It is both reassuring and disheartening to know that governments may come and go, but television news remains the same, perhaps, forever.
Think, firstly, of TV reporting: at the best of times, it is as thin as the air and as hazy as a polluted sky over Delhi – the headquarters of most news channels – which might explain the haziness of their reporting.
Wednesday afternoon, the headlines announced, ‘Jaitley opts out of Govt’ (NDTV 24×7). NDTV’s anchor said this was because of his ‘deteriorating health’ – now, who said anything about ‘deteriorating health?’ Not Jaitley. In his letter to Prime Minister Narendra Modi excusing him from the next Union cabinet, Jaitley said doctors had enabled him to ‘emerge’ from most of the challenges he had faced.
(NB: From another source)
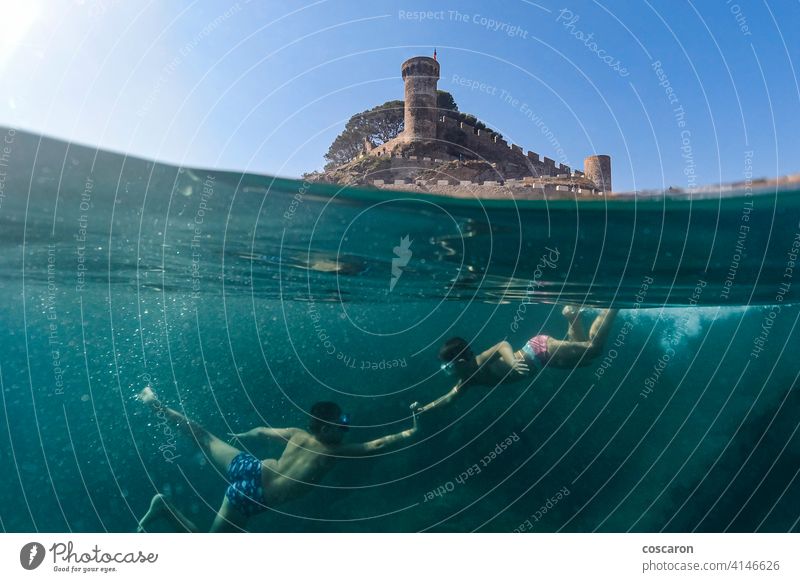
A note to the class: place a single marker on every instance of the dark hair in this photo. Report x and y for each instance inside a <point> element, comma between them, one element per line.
<point>454,348</point>
<point>324,413</point>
An NDTV reporter then analysed Arun Jaitley’s possible replacements at the finance ministry. After naming names (Amit Shah, Piyush Goyal), the reporter added that these “guesses” would continue into Thursday – are we any the wiser after listening to him?
Switch to India Today, where the anchor wondered if any ‘worthy’ replacements existed in the BJP for Jaitley as FM – she even debated this with BJP’s Shaina NC, who said there were many worthies. Right. Meanwhile, Piyush Goyal, erstwhile finance minister in Jaitley’s absence, and whoever is Jaitley’s successor will not be amused.
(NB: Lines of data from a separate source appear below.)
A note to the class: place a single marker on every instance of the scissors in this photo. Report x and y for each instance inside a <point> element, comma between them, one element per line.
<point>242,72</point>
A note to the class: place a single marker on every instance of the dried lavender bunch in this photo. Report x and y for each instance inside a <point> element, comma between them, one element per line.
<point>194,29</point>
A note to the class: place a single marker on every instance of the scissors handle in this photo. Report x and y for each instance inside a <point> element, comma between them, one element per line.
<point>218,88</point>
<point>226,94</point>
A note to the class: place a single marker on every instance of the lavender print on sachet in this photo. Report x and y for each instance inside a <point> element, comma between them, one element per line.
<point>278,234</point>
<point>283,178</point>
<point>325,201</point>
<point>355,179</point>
Alas, nothing has changed elsewhere on TV news, either. It’s still all about Narendra Modi and Rahul Gandhi.
If it was Modinama before, it is Modiyatra after, as television news plays follow the leader wherever he goes – or whatever he does. This is not to suggest that PM Modi’s travels, or actions, are not news – but that TV news ought to go beyond shadowing him.
Instead, it has abdicated any obligation to reporting news in favour of live coverage of the PM’s daily itinerary.
From the cave in Kedarnath to the BJP headquarters in New Delhi Thursday, and the NDA meet in Parliament House Saturday to Ahmedabad on Sunday and Varanasi on Monday, the prime minister has led the media a merry dance from east to west.
Monday, for example, TV news channels followed his cavalcade through the streets of Varanasi to the Kashi temple for the puja (with close ups of the rituals) to his speech – and that of Amit Shah — later in the day.
This total dominance of the airwaves is an art Modi has perfected over the last five years: he creates spectacles out of thin air, photo-ops where none exist, and possesses the knack of making the right moves in public – all the while ensuring the media remains focused on him.
So, we watch him visit his mother, and watch him visit former president Pranab Mukherjee — or bend to touch the feet of Murli Manohar Joshi; then we watch him receive blessings at Kashi and deliver stirring speeches everywhere. All of this constructs the aura of a strong leader who is also a man of faith and humility.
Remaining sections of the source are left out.